This week I'm taking part in another IWSG (Insecure Writer's Support Group) blog. I highly recommend any other writers out there to take a look at this fantastic group here, and popping over to the July co-hosts: Tamara Narayan, Pat Hatt, Patricia Lynne, Juneta Key, and Doreen McGettigan.
The question asked by the IWSG this month is: What is one valuable lesson you’ve learned since writing?
I’ve been loaded with indecision thinking about this, so, instead of answering with one lesson I’ve made a list of ten imperative things I’ve learned (but don’t always adhere to) since I began writing.
1) Surviving off coffee for prolonged periods of time will give you palpitations and paranoia.
2) Whoever penned the advice, ‘Write drunk, edit sober’ should have added, ‘but don’t consume the entire bottle of vodka'. Not only will you get no editing done for days with your post-kid hangover, the chances of you understanding a word you’ve written whilst drunk are slim to none.
3) Procrastination can be fun if you do it right. Do it wrong and you could end up spending four hours watching vines on YouTube. Four hours of your life that you’ll never get back!
4) There is no such thing as flat-out failure. Failing is merely a learning curve lined with silver sparkles. Everyone loves silver sparkles, right?
5) I never thought for a minute writing would instigate a chair obsession. Not all chairs are the same. Get a comfortable one. Backache sucks and codeine is NOT the answer.

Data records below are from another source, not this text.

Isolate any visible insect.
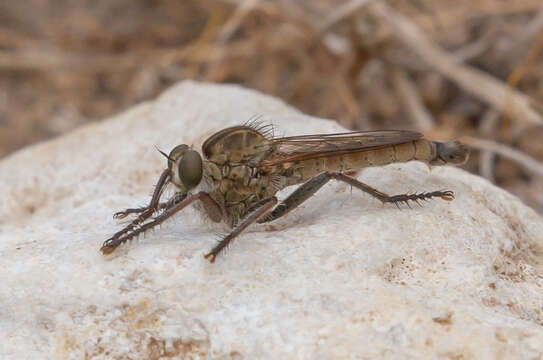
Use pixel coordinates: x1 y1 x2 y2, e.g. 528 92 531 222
101 124 468 263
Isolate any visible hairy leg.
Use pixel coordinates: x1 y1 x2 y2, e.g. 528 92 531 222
258 172 454 223
204 196 277 263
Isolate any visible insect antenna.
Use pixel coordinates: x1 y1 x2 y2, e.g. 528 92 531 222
155 145 174 162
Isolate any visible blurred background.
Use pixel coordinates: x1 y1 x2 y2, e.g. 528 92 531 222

6) If I have a (rare) day off I tend to get less writing done than the days I’ve got a gazillion things to do—I’m pretty certain an undiscovered black hole passes by earth and messes with the relativity of time when I’m not working. That’s the only plausible explanation for my inefficiency.
7) Say yes to as much as you can. If you don’t you’ll only regret it later—unless you’re busy with your face in a computer screen not paying attention, and your kids ask for a puppy. Disappointment is hard to rectify with those little monsters. It might cost you dearly.
8) My husband has more patience than a salesman on the verge of closing a deal when it comes to me spending the evenings writing. He does call me Borg, though. But I can deal with name calling from my husband, Cowhead.
9) Never take yourself too seriously. Life’s too short and precious to waste on self-created worry. Paying monthly bills is enough pressure, why add to it?
10) Validation from others is nice but use its uplifting effect carefully. It can be undermined with a couple of unkind words. Writing is subjective. I cannot please everyone.